I don't read that much detective fiction but when I do I've always liked the hard-boiled or the noirish. Oddly I've never picked up an Ed McBain before, despite being a big fan of one of the writer's other pseudonym's Evan Hunter, whose 50s jazz noir "Second Ending" is even more a favourite than "Blackboard Jungle" (the template for the notorious "Rock Around the Clock" film.) I picked up "Cop Hater" as its the first of his 87th Precinct novels. In an introduction to this reissue he talks about how he had the idea to write a series of books about a group of cops rather than a single cop or detective - and how any "murder" story tended to be a bit fake when the protagonist was anyone other than a cop - e.g. a private detective.
"Cop Hater" has the same clipped style I remember from the Hunter novels, but though a genre book, its not all about the action. Starting with the murder of a plain clothes policeman, this novel puts the precinct at the centre of the action - as the various cops we are introduced to are all potentially lined up as the next to be killed by the "cop hater." Yet McBain moves out of the precinct and into the homes of the men who have to keep the city safe. They are all individuals with their own personalities and home lives. Steve Carella and Hank Bush are the duty detectives who go out to find out why the first cop was murdered in cold blood. They find the smallest of clues: half of a footprint. First of all they think the answer must be in the files - particularly when the partner of the first cop is also killed. Yet they can't find any examples of motive.
The city - a city like New York in its size and ethnic mix, with a river running through it - is as much a character as any of the cops. Its the summer of a heatwave, and the heat makes everything seem hard work. The city newspaper, a scandal rag, is desperate for an angle, and wonders if its teenage gangs who have killed the cops.
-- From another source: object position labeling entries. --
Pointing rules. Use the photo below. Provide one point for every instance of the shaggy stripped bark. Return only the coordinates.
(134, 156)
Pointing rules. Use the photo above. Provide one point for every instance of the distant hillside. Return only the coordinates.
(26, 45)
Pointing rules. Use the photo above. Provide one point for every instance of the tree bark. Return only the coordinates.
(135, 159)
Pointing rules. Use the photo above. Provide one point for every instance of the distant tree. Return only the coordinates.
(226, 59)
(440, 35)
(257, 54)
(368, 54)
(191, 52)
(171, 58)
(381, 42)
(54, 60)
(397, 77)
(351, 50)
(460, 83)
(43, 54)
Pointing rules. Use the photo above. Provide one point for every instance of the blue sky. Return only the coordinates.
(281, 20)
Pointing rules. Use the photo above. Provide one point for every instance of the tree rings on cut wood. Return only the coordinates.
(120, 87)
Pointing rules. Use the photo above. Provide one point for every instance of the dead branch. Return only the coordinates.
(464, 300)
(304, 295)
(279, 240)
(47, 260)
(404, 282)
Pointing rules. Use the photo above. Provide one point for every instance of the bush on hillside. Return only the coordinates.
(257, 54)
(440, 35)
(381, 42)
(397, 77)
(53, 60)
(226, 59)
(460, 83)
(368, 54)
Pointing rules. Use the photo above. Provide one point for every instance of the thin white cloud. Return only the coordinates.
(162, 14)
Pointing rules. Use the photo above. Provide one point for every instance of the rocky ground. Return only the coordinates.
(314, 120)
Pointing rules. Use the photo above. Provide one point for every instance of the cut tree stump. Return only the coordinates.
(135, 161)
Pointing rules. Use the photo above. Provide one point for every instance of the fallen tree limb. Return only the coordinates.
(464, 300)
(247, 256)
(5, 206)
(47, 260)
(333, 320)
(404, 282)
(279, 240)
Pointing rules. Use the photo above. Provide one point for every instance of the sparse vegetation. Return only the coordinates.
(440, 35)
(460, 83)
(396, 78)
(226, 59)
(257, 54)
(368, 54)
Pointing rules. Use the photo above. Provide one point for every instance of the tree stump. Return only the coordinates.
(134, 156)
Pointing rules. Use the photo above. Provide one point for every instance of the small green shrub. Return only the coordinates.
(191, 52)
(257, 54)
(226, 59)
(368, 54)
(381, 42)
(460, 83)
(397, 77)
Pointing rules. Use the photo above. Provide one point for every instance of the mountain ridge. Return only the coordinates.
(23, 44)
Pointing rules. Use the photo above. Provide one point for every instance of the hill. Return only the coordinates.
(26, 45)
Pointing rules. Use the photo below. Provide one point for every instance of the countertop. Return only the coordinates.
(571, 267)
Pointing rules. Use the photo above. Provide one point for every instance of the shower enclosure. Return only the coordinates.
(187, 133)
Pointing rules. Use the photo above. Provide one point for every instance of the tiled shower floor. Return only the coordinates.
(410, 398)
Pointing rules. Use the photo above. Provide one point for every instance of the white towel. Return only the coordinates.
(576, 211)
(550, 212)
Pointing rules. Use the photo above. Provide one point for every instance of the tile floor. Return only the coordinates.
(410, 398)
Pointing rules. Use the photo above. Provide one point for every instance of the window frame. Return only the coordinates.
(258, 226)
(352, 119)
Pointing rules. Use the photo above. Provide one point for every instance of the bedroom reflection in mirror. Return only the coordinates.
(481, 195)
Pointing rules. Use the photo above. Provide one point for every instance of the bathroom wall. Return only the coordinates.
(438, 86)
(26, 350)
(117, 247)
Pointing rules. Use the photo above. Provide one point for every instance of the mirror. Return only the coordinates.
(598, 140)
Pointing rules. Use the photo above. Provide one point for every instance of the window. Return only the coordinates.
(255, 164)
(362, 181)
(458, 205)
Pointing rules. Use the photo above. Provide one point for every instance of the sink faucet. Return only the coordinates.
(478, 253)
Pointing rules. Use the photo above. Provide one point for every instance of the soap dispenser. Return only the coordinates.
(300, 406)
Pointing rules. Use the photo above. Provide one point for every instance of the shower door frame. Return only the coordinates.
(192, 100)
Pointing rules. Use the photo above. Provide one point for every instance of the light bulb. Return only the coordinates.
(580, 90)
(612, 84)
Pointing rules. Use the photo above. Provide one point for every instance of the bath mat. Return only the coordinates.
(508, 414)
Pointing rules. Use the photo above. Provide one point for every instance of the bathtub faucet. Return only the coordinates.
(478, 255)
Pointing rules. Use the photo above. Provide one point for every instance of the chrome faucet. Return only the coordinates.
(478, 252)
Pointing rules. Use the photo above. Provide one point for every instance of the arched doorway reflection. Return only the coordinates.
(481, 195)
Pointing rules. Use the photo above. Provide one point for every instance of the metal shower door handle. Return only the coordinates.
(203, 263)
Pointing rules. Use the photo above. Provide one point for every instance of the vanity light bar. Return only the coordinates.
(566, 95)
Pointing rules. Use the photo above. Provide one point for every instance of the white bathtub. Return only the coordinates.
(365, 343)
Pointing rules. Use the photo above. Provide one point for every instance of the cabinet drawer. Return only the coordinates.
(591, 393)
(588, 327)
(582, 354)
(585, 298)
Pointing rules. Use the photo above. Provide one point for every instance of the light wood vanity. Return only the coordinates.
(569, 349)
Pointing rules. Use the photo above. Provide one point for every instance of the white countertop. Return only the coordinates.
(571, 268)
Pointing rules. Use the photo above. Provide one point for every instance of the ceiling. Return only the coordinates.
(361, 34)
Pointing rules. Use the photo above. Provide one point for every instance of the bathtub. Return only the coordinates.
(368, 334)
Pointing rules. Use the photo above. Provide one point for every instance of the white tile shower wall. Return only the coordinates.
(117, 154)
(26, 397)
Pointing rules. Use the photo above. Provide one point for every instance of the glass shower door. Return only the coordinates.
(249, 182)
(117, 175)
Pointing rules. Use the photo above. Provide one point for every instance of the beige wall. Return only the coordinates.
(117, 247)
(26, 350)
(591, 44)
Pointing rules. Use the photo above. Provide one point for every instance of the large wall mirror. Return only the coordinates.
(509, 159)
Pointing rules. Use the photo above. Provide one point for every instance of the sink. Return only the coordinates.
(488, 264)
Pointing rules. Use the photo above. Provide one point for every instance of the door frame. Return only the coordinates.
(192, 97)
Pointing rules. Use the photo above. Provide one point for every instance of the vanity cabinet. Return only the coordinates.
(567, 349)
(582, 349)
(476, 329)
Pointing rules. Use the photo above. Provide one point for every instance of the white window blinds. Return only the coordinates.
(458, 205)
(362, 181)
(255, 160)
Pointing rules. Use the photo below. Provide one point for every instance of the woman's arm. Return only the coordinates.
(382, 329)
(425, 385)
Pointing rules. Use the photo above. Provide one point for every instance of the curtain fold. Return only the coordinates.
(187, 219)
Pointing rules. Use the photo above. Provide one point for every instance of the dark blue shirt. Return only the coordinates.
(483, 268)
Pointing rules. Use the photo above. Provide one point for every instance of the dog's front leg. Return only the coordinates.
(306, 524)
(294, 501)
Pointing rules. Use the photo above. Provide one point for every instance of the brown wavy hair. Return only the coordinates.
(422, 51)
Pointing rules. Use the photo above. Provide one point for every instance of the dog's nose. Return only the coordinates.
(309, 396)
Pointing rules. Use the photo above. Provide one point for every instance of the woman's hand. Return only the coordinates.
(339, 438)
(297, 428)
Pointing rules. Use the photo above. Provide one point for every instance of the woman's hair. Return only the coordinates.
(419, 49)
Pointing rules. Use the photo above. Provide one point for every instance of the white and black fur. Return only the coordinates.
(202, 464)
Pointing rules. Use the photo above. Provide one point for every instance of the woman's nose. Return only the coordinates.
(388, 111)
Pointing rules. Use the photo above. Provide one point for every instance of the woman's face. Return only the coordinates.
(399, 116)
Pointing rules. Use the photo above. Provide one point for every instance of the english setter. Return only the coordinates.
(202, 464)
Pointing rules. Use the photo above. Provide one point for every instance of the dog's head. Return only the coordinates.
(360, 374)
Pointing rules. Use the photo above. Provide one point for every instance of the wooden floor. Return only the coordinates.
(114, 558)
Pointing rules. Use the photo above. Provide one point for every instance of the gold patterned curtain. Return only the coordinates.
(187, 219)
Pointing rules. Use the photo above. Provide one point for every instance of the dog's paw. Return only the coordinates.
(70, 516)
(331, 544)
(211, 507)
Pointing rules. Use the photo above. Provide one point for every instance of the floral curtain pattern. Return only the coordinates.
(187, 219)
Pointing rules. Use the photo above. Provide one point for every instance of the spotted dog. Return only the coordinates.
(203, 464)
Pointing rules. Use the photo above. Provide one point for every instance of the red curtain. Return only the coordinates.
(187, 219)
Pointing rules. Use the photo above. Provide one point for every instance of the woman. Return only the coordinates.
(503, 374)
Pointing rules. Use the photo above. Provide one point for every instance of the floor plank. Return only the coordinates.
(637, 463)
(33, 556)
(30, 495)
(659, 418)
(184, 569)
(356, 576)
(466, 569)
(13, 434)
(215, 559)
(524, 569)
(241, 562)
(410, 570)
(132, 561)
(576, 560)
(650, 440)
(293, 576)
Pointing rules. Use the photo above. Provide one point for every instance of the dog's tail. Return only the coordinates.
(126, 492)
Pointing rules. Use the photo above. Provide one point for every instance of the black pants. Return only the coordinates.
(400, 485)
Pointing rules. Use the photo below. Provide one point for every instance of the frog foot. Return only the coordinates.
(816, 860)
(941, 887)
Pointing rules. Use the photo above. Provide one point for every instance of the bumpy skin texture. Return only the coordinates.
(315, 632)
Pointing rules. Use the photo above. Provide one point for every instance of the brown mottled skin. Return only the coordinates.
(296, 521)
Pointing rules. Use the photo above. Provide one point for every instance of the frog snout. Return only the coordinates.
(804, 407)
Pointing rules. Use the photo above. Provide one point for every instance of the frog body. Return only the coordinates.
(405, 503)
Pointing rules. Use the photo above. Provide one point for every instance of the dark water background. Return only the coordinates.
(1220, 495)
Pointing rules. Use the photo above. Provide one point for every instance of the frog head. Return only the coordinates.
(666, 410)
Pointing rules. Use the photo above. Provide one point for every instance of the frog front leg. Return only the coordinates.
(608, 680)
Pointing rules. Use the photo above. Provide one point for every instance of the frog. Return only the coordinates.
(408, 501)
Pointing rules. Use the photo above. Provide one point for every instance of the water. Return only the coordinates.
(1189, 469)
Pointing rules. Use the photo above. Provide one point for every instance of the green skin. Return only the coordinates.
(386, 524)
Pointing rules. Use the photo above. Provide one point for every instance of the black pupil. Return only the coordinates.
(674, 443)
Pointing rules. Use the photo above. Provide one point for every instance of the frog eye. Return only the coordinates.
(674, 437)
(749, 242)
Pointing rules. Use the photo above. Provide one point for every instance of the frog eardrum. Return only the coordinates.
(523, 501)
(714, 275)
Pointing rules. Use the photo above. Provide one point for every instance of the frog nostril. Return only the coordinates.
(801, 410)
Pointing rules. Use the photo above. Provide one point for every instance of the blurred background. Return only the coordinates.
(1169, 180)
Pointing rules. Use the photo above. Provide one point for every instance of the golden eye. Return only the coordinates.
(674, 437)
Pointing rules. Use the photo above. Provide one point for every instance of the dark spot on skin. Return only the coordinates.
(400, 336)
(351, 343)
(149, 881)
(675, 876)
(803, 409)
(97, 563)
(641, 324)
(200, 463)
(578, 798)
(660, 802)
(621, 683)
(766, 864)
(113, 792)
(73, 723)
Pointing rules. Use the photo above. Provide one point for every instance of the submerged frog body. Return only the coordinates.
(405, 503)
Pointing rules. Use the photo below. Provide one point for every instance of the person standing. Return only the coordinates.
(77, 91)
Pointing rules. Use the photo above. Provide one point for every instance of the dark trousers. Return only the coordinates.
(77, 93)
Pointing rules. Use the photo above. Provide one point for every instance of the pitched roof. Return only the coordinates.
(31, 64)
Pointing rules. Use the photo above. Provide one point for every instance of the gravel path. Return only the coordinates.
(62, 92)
One journalist, Savage, starts taking things into his own hands, acting as an agent provocateur, leading to another cop being injured with a zip gun from one of the teenagers.
Carella is in love and his girlfriend, Teddy, is a deaf mute. He has promised to marry her, but like all cops' wives and girlfriends she fears for him not coming home. Meanwhile Carella can't get out of his head images of his partner Bush's descriptions of his florid wife, Alice, who always wears black lingerie. This is a book that is determined to be a raw and edgy read, and that kind of edge is what makes the book still highly readable so many years on. The 87th Precinct stories would continue throughout McBain's long career, all set in the same district of this imagined city.
It's been a really refreshing read - McBain's approach influencing later police dramas like "Hill Street Blues" whilst at the same time taking inspiration from "Dragnet" but taking things in his own gritty direction. I'm sure I'll look to reading some more after finally getting round to this "debut" episode.